UBS AG, Switzerland’s biggest bank, said it will charge financial institutional clients less than 100 basis points for cash balances held in Swiss francs.
The fee will be set on a case-by-case basis, the Zurich-based company said today. A basis point is one hundredth of a percentage point.
UBS said this month it would start levying charges on Dec. 21, adding to measures imposed last year to control inflows into clearing accounts. The bank has been levying a “temporary excess balance fee” since August 2011 in cash clearing accounts where net inflows were above a certain undisclosed threshold.
Credit Suisse Group AG, the second-biggest Swiss bank, this month also started imposing negative rates on cash clearing accounts of banks in francs and other currencies above a certain threshold.

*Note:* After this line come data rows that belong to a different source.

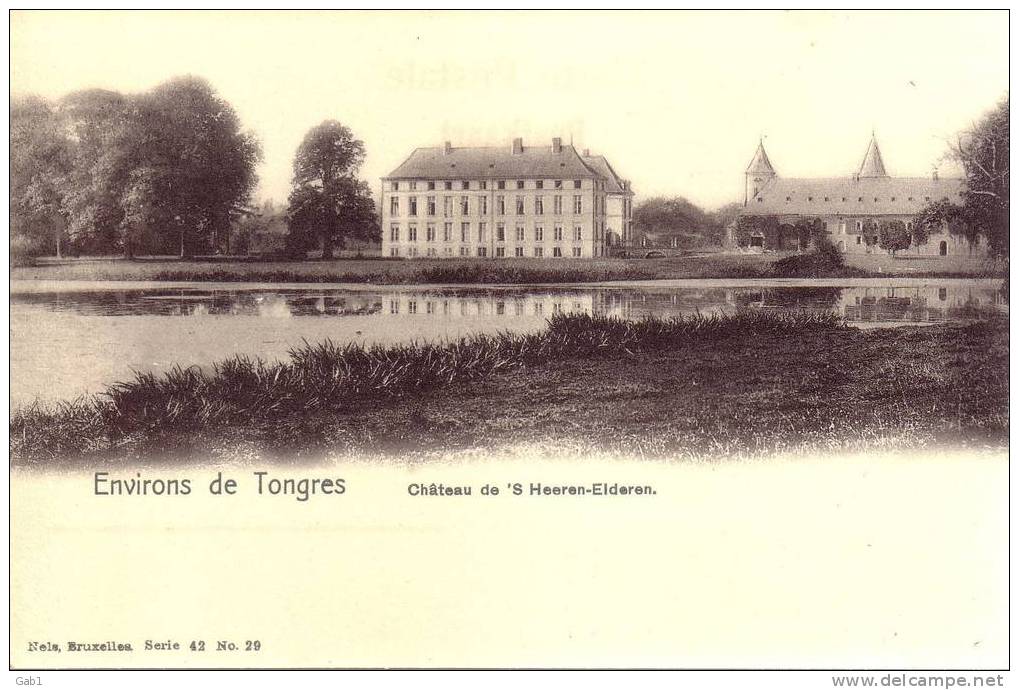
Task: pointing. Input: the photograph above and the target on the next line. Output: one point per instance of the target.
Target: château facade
(850, 209)
(503, 202)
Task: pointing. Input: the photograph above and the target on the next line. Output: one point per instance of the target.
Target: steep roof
(872, 165)
(613, 183)
(849, 196)
(760, 163)
(492, 162)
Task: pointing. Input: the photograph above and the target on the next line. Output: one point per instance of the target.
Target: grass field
(741, 385)
(458, 271)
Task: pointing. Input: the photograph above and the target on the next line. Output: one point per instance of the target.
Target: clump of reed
(245, 391)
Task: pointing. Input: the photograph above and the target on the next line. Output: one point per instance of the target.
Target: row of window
(481, 204)
(431, 233)
(412, 184)
(500, 252)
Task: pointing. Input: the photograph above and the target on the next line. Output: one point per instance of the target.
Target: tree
(97, 119)
(328, 205)
(40, 163)
(193, 167)
(894, 235)
(983, 152)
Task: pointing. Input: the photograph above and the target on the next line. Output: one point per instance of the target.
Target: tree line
(167, 171)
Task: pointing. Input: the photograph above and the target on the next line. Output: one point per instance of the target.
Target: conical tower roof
(872, 165)
(760, 163)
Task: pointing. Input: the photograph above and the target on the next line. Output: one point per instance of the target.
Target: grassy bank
(741, 384)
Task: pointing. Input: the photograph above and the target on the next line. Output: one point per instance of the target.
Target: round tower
(758, 173)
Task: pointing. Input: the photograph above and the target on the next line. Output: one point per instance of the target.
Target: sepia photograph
(511, 339)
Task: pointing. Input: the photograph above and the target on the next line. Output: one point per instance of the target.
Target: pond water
(69, 340)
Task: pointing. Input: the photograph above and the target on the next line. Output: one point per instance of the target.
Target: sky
(677, 101)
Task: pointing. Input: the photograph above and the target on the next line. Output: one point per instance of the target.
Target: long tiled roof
(851, 196)
(492, 162)
(613, 183)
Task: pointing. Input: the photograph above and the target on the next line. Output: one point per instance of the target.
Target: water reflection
(924, 304)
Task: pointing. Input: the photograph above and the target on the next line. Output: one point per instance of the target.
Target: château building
(519, 201)
(849, 208)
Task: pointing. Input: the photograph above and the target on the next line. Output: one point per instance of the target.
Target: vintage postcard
(511, 339)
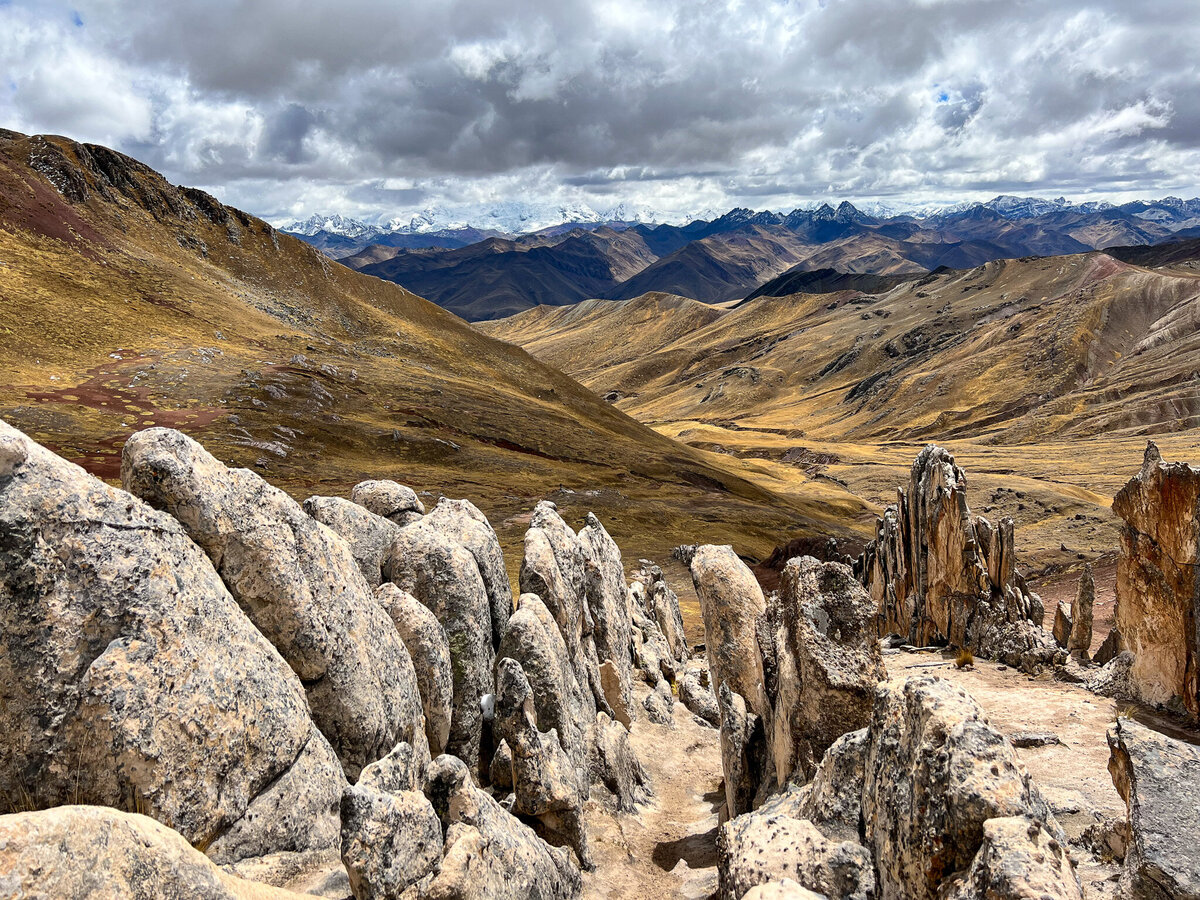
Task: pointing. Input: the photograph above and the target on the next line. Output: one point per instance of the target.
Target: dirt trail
(669, 847)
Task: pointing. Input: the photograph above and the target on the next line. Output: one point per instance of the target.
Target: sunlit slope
(129, 303)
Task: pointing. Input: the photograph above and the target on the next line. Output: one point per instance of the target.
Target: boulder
(396, 503)
(366, 534)
(105, 855)
(490, 855)
(465, 523)
(731, 604)
(300, 586)
(1019, 859)
(1080, 641)
(546, 785)
(1062, 624)
(757, 849)
(552, 568)
(1157, 582)
(937, 574)
(444, 577)
(533, 640)
(935, 773)
(604, 585)
(430, 648)
(390, 840)
(1159, 780)
(130, 677)
(828, 663)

UBS and Credit Suisse are cutting risk-taking and reducing their balance sheets to meet stricter capital requirements from regulators. Franc deposits held for other banks use up capital and introducing charges allows a lender to compensate. Both banks have been encouraging clients to keep their cash balances in francs as low as possible.

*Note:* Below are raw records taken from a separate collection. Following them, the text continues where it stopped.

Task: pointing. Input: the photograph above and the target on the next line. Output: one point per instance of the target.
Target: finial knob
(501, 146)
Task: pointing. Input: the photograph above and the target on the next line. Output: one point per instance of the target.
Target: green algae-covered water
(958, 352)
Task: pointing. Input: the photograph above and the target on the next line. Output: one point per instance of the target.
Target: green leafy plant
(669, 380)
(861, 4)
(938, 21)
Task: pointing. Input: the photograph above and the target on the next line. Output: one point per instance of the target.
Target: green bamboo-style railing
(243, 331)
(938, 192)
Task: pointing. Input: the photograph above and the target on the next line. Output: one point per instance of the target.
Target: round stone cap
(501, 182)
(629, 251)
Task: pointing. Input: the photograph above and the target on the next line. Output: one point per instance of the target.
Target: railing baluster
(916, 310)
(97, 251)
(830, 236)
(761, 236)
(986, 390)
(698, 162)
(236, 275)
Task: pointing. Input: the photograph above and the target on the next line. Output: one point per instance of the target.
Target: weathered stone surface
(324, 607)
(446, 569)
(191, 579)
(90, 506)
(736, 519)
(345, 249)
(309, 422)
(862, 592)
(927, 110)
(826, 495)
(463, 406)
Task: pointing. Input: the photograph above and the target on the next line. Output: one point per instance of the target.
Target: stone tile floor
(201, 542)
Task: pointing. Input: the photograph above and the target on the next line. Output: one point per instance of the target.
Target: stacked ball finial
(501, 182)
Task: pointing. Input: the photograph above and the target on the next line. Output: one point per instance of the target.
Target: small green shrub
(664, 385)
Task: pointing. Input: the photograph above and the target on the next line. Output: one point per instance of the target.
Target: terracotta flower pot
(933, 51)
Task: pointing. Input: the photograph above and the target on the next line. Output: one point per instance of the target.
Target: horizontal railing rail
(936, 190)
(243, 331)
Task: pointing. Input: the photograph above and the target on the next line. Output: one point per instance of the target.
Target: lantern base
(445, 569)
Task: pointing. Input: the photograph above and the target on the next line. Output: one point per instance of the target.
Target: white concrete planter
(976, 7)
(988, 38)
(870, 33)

Depositors have turned to Switzerland and Denmark as they hunt for currencies with less risk than the euro, the fate of which depends in part on whether nations such as Greece can pay their debts. Switzerland’s central bank imposed a cap of 1.20 francs per euro in September 2011 to protect the economy after investors seeking a haven from Europe’s debt crisis pushed the exchange rate toward parity.
State Street Corp. and Bank of New York Mellon Corp., two of the world’s biggest custody banks, have already disclosed plans to offer negative interest rates on francs and Danish kroner. Royal Bank of Canada is also imposing negative rates on some customers for those currencies.